2. Strategic Updates and Business Highlights
- The company remains focused on expanding its electrical construction operations geographically and enhancing service lines, particularly in the Texas Southwest and Mid-Atlantic regions.
- The management team emphasized its commitment to adapting to COVID-19 challenges, maintaining operations with minimal disruption.
- There is a strong demand for electric power services, with utility customers actively investing in infrastructure modernization.
- The company has renewed several Master Service Agreements (MSAs) and is pursuing additional contracts.
3. Forward Guidance and Outlook
- Management expressed optimism about future growth opportunities, particularly in electrical construction, driven by increased capital expenditures from utility customers.
- The company is actively bidding on both small and medium-sized projects, which are expected to contribute positively to revenue.
- While the outlook remains positive, the impact of COVID-19 on future initiatives is still uncertain.
4. Bad News, Challenges, or Points of Concern
- Real Estate Revenue Decline: Revenue from real estate development fell 76% year-over-year, contributing to overall revenue challenges.
- Increased Expenses: SG&A expenses rose significantly due to a $1.4 million settlement related to the former CEO's employment agreement, impacting net income.
- Cash Flow Concerns: The substantial drop in operating cash flow raises concerns about liquidity and operational efficiency.
- Backlog Fluctuations: Despite a strong backlog, there are concerns regarding the declining trend in backlog numbers, which could indicate future revenue pressures.
5. Notable Q&A Insights
- Backlog Discussion: Management clarified that backlog decreases are normal as projects are completed and that the company has successfully renewed several MSAs.
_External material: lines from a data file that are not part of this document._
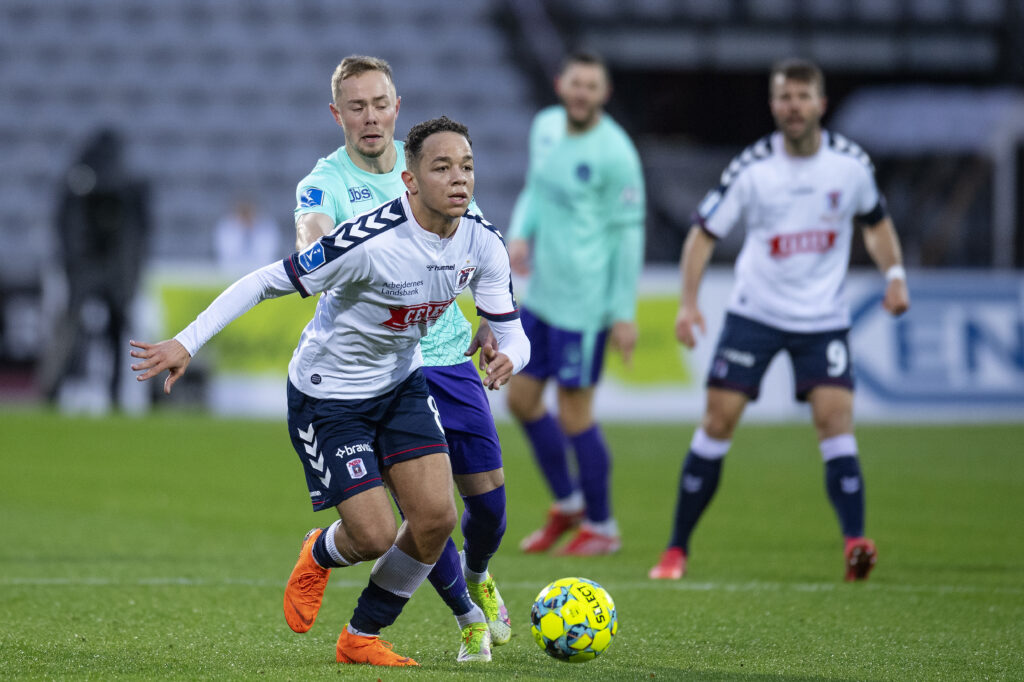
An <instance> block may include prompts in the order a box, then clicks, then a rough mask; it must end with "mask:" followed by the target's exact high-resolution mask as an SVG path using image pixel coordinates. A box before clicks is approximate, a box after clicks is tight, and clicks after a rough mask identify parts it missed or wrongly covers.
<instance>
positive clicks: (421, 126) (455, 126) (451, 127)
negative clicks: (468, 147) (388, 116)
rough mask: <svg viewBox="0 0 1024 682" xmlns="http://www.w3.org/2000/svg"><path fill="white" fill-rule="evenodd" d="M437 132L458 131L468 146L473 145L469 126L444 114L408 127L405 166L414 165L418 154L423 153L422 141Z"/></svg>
mask: <svg viewBox="0 0 1024 682" xmlns="http://www.w3.org/2000/svg"><path fill="white" fill-rule="evenodd" d="M439 132H454V133H458V134H460V135H462V136H463V137H465V138H466V141H467V142H469V145H470V146H473V140H472V139H471V138H470V136H469V128H467V127H466V126H464V125H463V124H461V123H459V122H458V121H453V120H452V119H450V118H449V117H446V116H441V117H439V118H436V119H430V120H429V121H424V122H422V123H417V124H416V125H415V126H413V127H412V128H410V130H409V135H407V136H406V168H415V167H416V164H417V163H418V162H419V161H420V155H422V154H423V142H424V141H425V140H426V139H427V138H428V137H430V136H431V135H433V134H434V133H439Z"/></svg>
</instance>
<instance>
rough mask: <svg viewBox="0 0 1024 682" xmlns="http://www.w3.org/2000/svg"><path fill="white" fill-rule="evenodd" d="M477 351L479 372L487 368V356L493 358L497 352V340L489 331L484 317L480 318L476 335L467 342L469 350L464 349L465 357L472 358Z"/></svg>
mask: <svg viewBox="0 0 1024 682" xmlns="http://www.w3.org/2000/svg"><path fill="white" fill-rule="evenodd" d="M477 350H479V351H480V359H479V366H480V370H484V369H486V367H487V356H488V355H490V356H493V355H494V353H495V352H496V351H497V350H498V339H496V338H495V333H494V332H492V331H490V325H489V324H488V323H487V318H486V317H480V324H479V325H478V326H477V328H476V334H474V335H473V338H472V340H471V341H470V342H469V348H467V349H466V352H465V355H466V357H472V356H473V355H475V354H476V351H477Z"/></svg>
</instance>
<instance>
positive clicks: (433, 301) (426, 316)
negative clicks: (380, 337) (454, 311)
mask: <svg viewBox="0 0 1024 682" xmlns="http://www.w3.org/2000/svg"><path fill="white" fill-rule="evenodd" d="M454 300H455V299H454V298H450V299H449V300H446V301H431V302H429V303H420V304H419V305H407V306H402V307H400V308H389V309H388V311H389V312H390V313H391V316H390V317H389V318H388V319H385V321H384V322H382V323H381V325H383V326H384V327H387V328H389V329H393V330H396V331H398V332H404V331H406V330H407V329H409V328H410V327H412V326H413V325H425V324H428V323H433V322H436V321H437V318H438V317H440V316H441V313H442V312H444V310H445V308H447V306H450V305H452V301H454Z"/></svg>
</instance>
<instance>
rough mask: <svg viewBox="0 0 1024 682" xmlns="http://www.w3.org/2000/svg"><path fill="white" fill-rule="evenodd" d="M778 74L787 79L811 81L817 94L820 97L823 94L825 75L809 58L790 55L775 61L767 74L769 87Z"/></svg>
mask: <svg viewBox="0 0 1024 682" xmlns="http://www.w3.org/2000/svg"><path fill="white" fill-rule="evenodd" d="M778 76H781V77H782V78H783V79H785V80H787V81H790V80H793V81H800V82H802V83H811V84H812V85H816V86H817V87H818V94H820V95H821V96H822V97H823V96H824V94H825V76H824V74H822V73H821V69H819V68H818V66H817V65H816V63H814V62H813V61H811V60H810V59H800V58H796V57H791V58H787V59H781V60H779V61H776V62H775V63H774V65H772V68H771V74H769V76H768V85H769V87H770V86H771V84H772V83H774V82H775V78H776V77H778Z"/></svg>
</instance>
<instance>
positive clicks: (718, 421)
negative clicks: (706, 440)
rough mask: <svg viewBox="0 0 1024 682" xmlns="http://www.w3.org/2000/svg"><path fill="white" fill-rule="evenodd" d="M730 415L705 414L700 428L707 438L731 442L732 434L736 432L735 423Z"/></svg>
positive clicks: (703, 416)
mask: <svg viewBox="0 0 1024 682" xmlns="http://www.w3.org/2000/svg"><path fill="white" fill-rule="evenodd" d="M737 421H738V420H736V419H734V418H733V417H732V416H730V415H725V414H722V413H718V412H708V413H705V416H703V419H702V420H701V422H700V426H701V427H702V428H703V430H705V433H707V434H708V436H709V437H712V438H714V439H716V440H731V439H732V432H733V431H735V430H736V422H737Z"/></svg>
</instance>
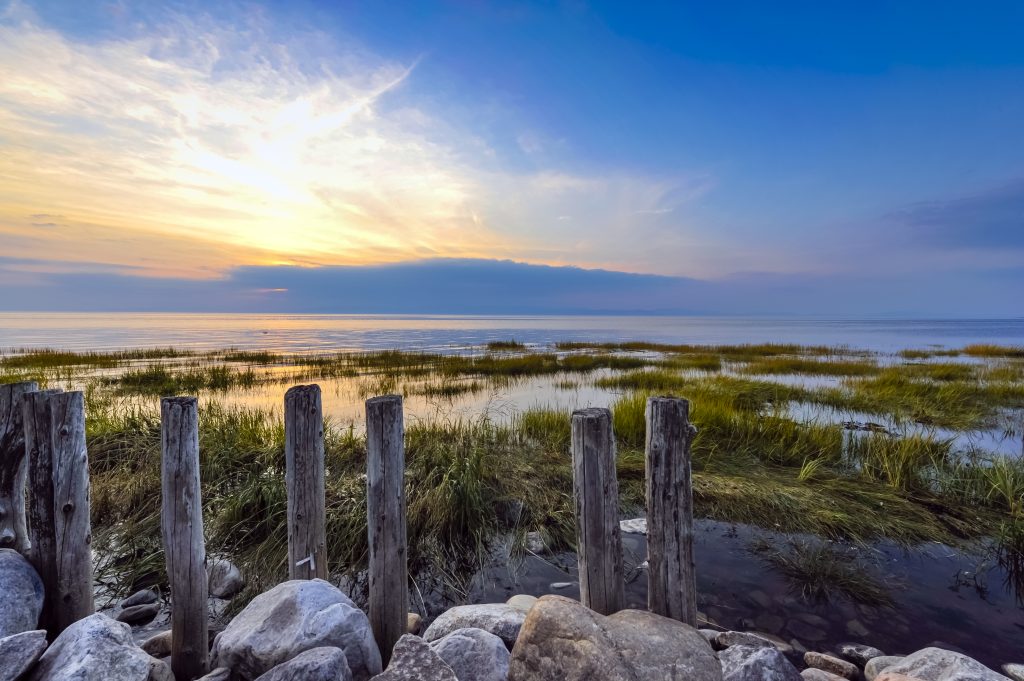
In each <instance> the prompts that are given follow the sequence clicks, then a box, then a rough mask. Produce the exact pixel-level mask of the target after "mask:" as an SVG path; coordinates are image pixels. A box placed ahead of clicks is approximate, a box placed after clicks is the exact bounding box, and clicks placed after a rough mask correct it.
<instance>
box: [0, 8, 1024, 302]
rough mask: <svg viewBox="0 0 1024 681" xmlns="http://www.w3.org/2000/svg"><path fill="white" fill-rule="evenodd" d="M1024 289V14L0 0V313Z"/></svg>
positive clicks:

- Market Conditions: The competitive landscape remains challenging, particularly in Texas, affecting margins.
- M&A Potential: There is ongoing interest in potential acquisitions, but management did not disclose specific plans or timelines.
- Name Change Consideration: Some investors suggested changing the company name to better reflect its current operations, but management has not committed to this change yet.
- Future Contracts: Management is optimistic about ongoing bidding activities and potential new contracts, although specific details could not be disclosed.
Overall, while The Goldfield Corporation reported solid revenue growth in its electrical construction segment, challenges in real estate and increased expenses have raised concerns among investors. The management team remains focused on strategic growth and adapting to market conditions, with a cautiously optimistic outlook for the future.